Memangnya apa salahku?
Tidak. Aku tidak melakukan apa-apa. Bukan salahku, semua ini hanya mimpi. Iya kan?
Semuanya begitu kabur, Kemudian isi kepalaku seolah bergerak cepat. Puluhan memori itu hadir kembali secara acak.
Aku berada di pemakaman. Aku terduduk di lantai kantor polisi. Aku menangis tanpa suara di belakang rumah. Aku menghajar pohon. Aku bersembunyi di balik selimut. Aku ragu menggoreskan pisau ke urat nadi. Aku berada di depan bunda, di atas ranjang, dan bunda tersenyum lebar berkata bahwa makan malam telah siap. Aku menatap ayah, kakak dan adikku yang muncul dari balik pintu sembari menyungging senyum. Aku mulai bisa tersenyum kembali dan menjalani kehidupan senormal mungkin.
Aku yang terbuai akan imajinasiku. Imajinasi yang membunuh realitasku sendiri. Segalanya menjadi buram. Tak ada lagi benar atau salah.
Gelap. Hitam.
Monokrom.
"Bangunlah, Ra. Ayo bangun!" Teriakan si manusia burung itu kembali menggema, mengembalikan kesadaranku. "Bangun dari mimpi itu. Inilah kenyataan!"
Perlahan, mataku terbuka. Ada embun membayang di pelupuk. Merembes jatuh, membentuk anak sungai, mengalir deras. Sosok itu benar. Selama ini aku hidup dalam delusi khayalan. Terus berlari menghindari masa lalu demi mencari sebuah pelampiasan. Mengingkari kenyataan takdir yang demikian getir. Menjalani hidup sendirian –sambil menanggung seluruh duka. Duka mendalam pasca kecelakaan tak masuk akal yang merenggut segalanya. Ayah, bunda, Kakak bahkan adikku.

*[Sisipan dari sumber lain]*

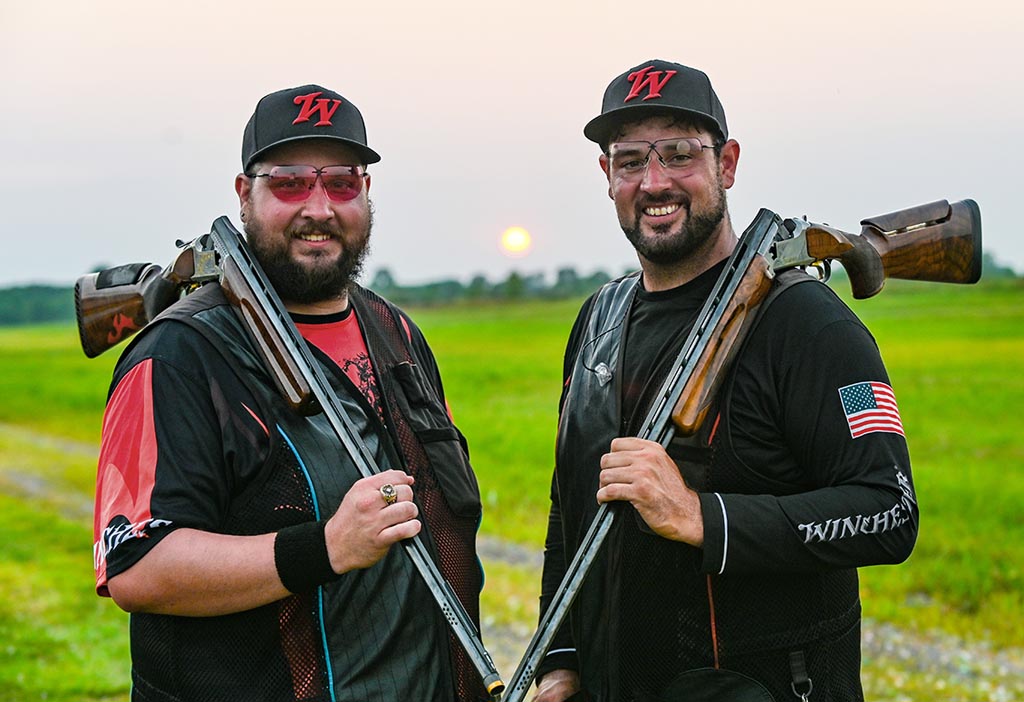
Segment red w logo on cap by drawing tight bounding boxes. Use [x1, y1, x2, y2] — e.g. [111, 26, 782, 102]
[623, 65, 678, 102]
[292, 92, 341, 127]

Aku menghabiskan hari-hari yang lalu dengan membayangkan mereka masih tetap utuh. Menyangkal semua rasa sakit. Seolah kenyataannya baik-baik saja. Berharap tak pernah terjadi apa-apa. Padahal sejatinya tidak baik-baik saja. Semua kenyataan ini hanya terbingkai abstrak oleh angan-angan.

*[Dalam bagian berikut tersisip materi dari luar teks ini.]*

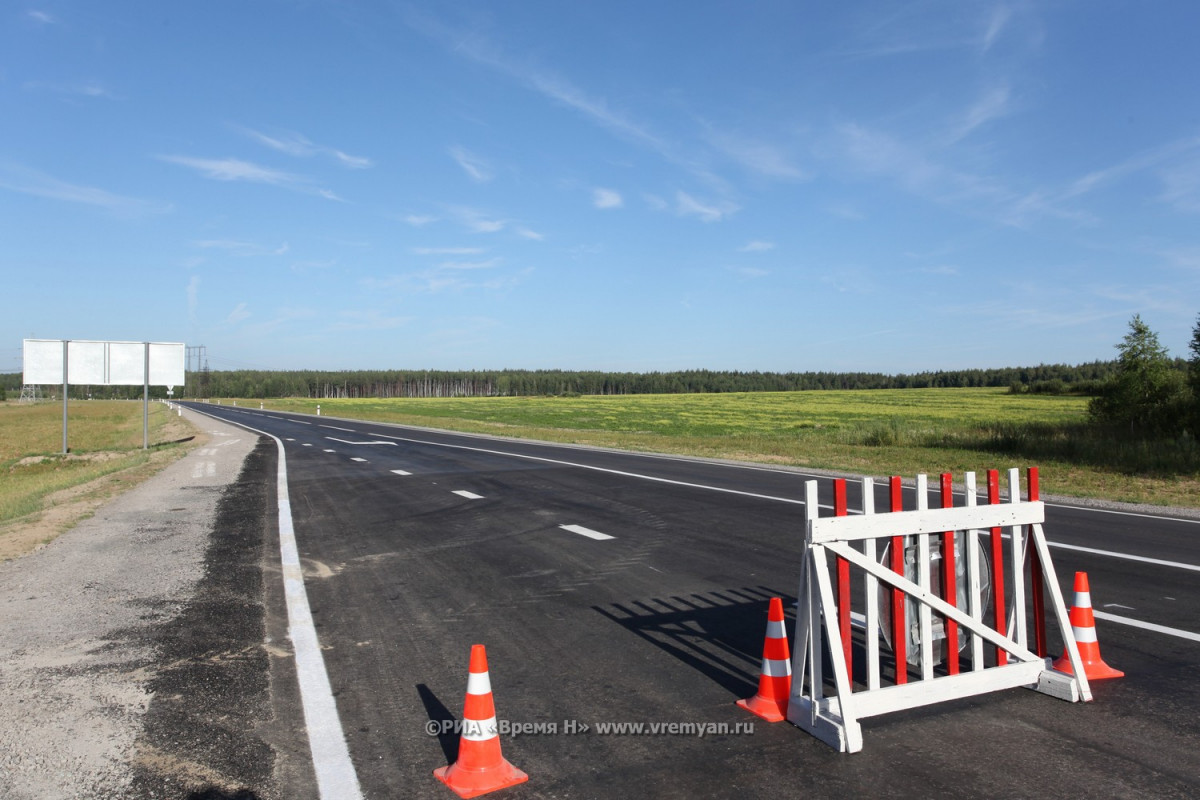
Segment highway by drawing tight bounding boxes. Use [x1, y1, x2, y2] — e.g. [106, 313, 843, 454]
[188, 403, 1200, 798]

Aku mungkin memang sakit. Sakit karena berkubang luka.
Rumah terasa lebih dingin. Tak ada lagi pertengkaran kedua saudaraku yang selalu terdengar kapan pun, tak ada suara televisi ayah, ataupun omelan bunda yang menghiasi pagi-sore. Aku sempurna sendiri, dan mulai menyadari arti kesendirian itu. Dan semuanya...mengerikan.
"Ra, Kenapa kau masih di sini?"
Eh? Aku mendongak. Menatap sosok bunda yang tersenyum lembut dari arah muka. Tangan bunda terulur menyambutku berdiri. Aku mengusap sisa tangis di sudut mata, menerima uluran tangan itu. Meja makan itu kembali ramai, mereka semua sudah menanti. Ayah tengah siap khidmat berdo'a bersama Kakak dan Adikku yang masih sibuk berebut lauk paling besar. Semangkok besar gulai kepala kakap sudah mengepul harum di atas meja, bersama kerlip lilin yang harum. Harum semerbak aroma penuh kerinduan.
"Ayo, semuanya menunggumu untuk makan malam." Bunda tersenyum.
Momen kebersamaan saat makan malam memang tak boleh dilewatkan satu kali pun. Aku berdiri menghampiri angan. Melupakan semua kesadaran tadi.
"Baik bunda."
Aku sempurna terkurung dalam duniaku sendiri.